Happy 4th of July, everyone :).
Whoo, made it to July! It’s been a reasonably crazy past two weeks, with submitting some of our research to a conference (the paper is at the first link here!) in addition to a lot of social!
As of yesterday, I’m in full-scale recovery mode: I think I slept 14 hours across multiple nap-eat-nap iterations. Having accumulated a decent amount of sleep debt, I’m trying to stave off the ensuing cold as aggressively as possible :P. There has been some success thus far, though I look back at my food choices and mealtimes the last few days and am very confused.
One has to cut down on some life dimensions when dealing with encroaching deadlines. Interestingly, I seem to have chosen some different dimensions this time compared to my usual: I incorporated way more social activities, and removed much more introspection and sleep. It’s interesting to me what activities I can consider “restful”: it seems that there’s a mode that I can take where I shut down all introspection and compensate by cramming my life with as much learning as possible in social and research domains. It didn’t work perfectly; I ended up doing a lot of late-night reading as a calming, but still anti-introspective activity, which meant that I kept falling behind on sleep. But altogether the final result isn’t bad. I don’t think I’ve ever tried this before because I didn’t have a sufficiently learning-intensive social activity. “Proper” learning– when I’m learning about something that’s interesting to me, and requires me to direct my attention along non-delineated paths to figure it out– is simultaneously calming and energizing for me. It’s a curious result that if I’m feeling worn down, the solution is often either to do a soothing, quiet activity, or it’s to start thinking about a possible solution to a social / introspective problem. The past two weeks also go to show that I have some pretty cool people around me, such that spending time with them feels like learning (and thus is restful and engaging, in my head.)
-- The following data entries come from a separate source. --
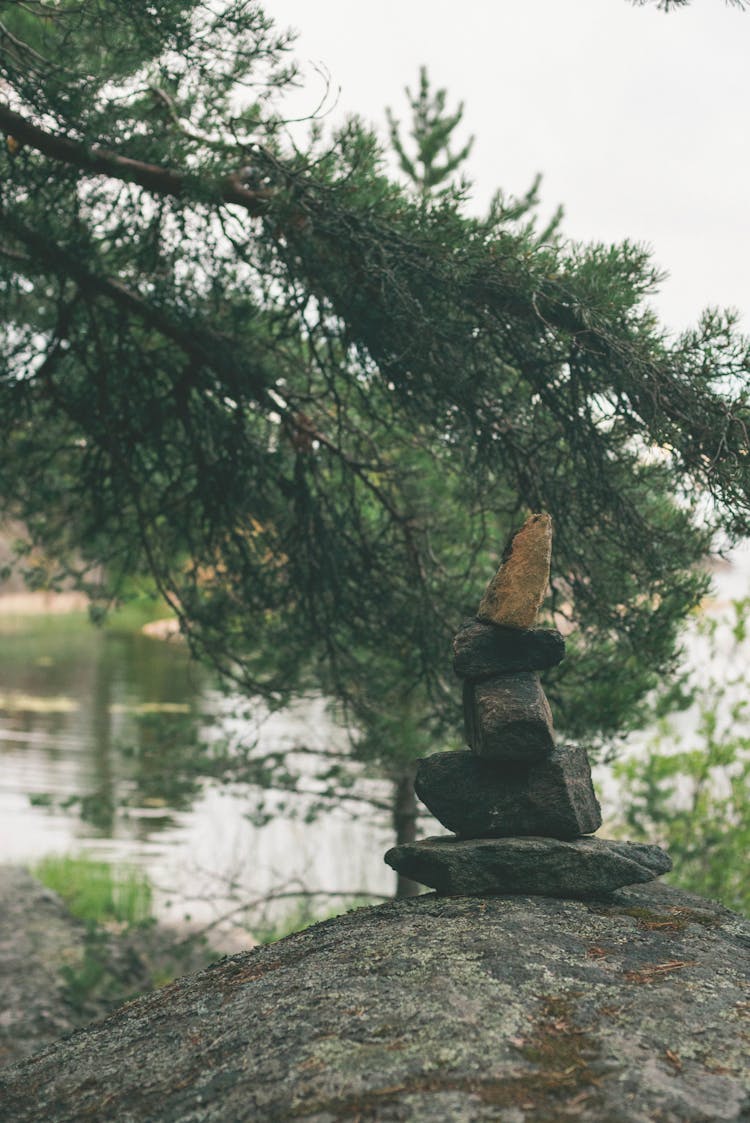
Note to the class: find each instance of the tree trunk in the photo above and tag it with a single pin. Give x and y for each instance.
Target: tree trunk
(404, 823)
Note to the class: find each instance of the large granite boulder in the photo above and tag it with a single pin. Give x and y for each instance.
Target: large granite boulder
(474, 799)
(453, 1010)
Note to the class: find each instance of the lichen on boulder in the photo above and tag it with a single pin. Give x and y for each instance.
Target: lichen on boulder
(454, 1010)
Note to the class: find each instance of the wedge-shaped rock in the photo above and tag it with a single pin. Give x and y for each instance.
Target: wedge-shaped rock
(508, 718)
(531, 866)
(474, 799)
(485, 650)
(513, 595)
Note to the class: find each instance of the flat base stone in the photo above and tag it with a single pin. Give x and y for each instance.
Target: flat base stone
(529, 866)
(476, 799)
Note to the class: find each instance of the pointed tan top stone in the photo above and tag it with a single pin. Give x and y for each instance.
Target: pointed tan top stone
(513, 595)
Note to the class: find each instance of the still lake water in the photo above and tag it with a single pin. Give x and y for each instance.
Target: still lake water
(81, 715)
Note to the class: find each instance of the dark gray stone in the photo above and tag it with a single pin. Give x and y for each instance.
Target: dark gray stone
(483, 650)
(475, 799)
(532, 866)
(448, 1010)
(508, 718)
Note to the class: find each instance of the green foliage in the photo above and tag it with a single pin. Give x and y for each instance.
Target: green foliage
(311, 405)
(302, 915)
(95, 891)
(691, 792)
(433, 166)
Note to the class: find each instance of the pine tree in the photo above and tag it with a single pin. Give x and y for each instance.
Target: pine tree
(311, 405)
(432, 167)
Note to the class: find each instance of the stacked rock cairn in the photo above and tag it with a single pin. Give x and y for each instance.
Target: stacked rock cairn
(522, 809)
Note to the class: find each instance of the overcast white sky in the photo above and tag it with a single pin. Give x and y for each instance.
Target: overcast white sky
(639, 120)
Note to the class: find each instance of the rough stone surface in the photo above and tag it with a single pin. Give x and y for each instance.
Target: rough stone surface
(475, 799)
(549, 867)
(483, 650)
(451, 1010)
(508, 718)
(513, 595)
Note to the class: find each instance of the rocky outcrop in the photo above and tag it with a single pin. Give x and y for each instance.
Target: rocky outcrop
(448, 1010)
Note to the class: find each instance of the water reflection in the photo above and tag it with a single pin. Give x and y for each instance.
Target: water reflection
(102, 749)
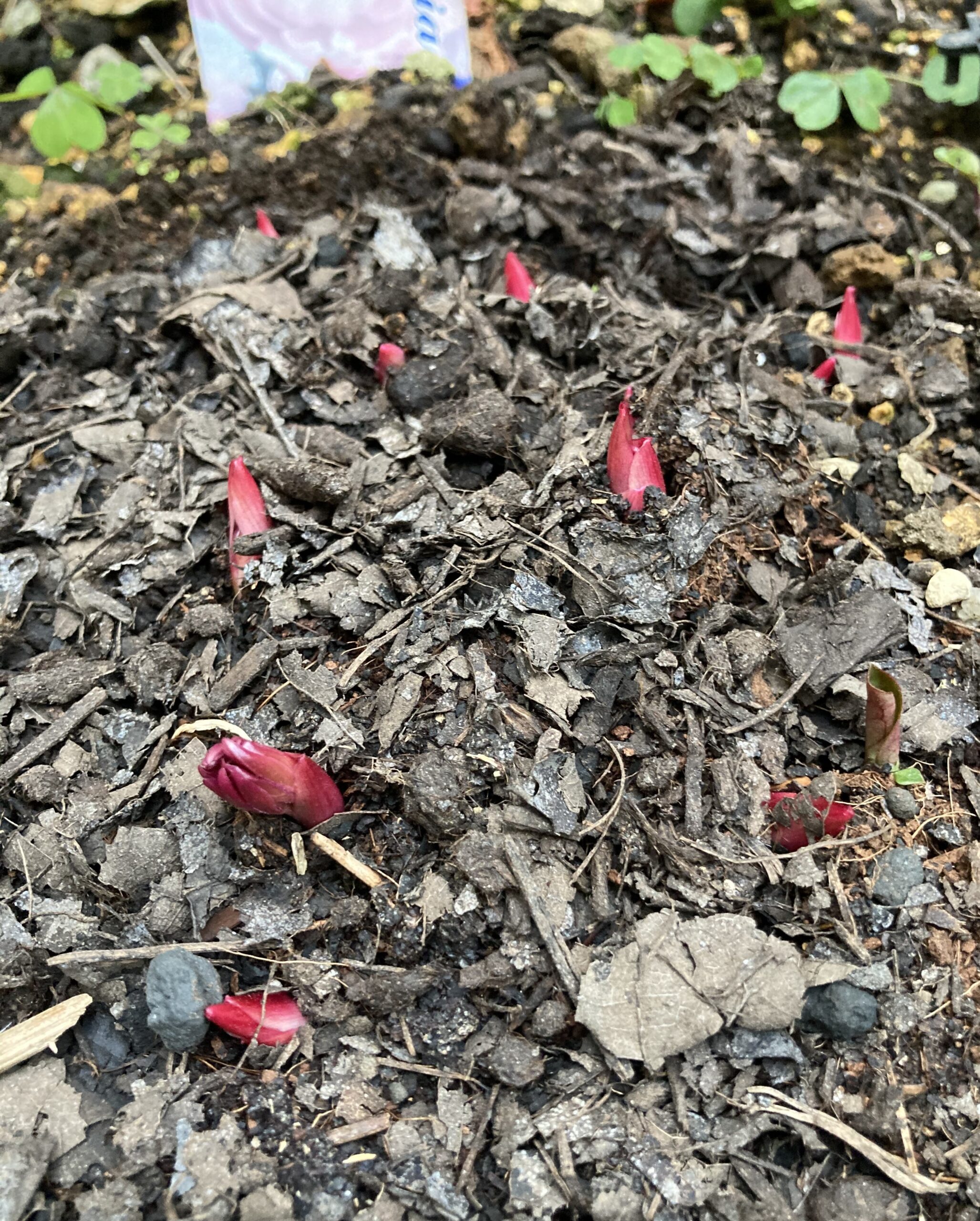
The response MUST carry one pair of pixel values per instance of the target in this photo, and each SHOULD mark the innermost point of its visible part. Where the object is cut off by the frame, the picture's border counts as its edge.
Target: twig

*Note: the circular reason why learning is calming for me is that I feel like I should be constantly learning almost every moment in life. So when I have that feeling of growing, I don’t have to be antsy: I’m doing what I’m supposed to do. It’s falling into that sense of purpose that makes it feel so restful.
That said, I actually am pretty behind on all of the usual things. Most important is probably my other research projects (small ahhhhh! I have a meeting with my advisors to discuss this on Thurs, must prepare). There’s a good amount of email I’ve been ignoring, though I’ve mostly pushed that through today. I’m behind on health: need to nap more. And there were a few talks last week that I filmed but haven’t caught up on. The usual. Life’s pretty darn good.
Hmm :). My last fun news is this: Rationality Camp 2 is happening! Hahaha– I’m really excited. There’s a decent amount of travel for me coming up, so I’ll be in and out of Berkeley over the next two months…
Rationality Camp 2 (organization): July 13th-16th, slightly more southern CA
Cognitive Science Society Conference: July 24th-31st, London
Center for Brains, Minds, and Machines Summer School: August 13th-Sept 3rd, Woods Hole (MA)
[me, frantically trying to catch up from having missed the first two weeks of classes]: Sept 3rd-indefinite, UC Berkeley.
Summer’s moving along :). Happy holiday, US readers, and happy Tuesday otherwise!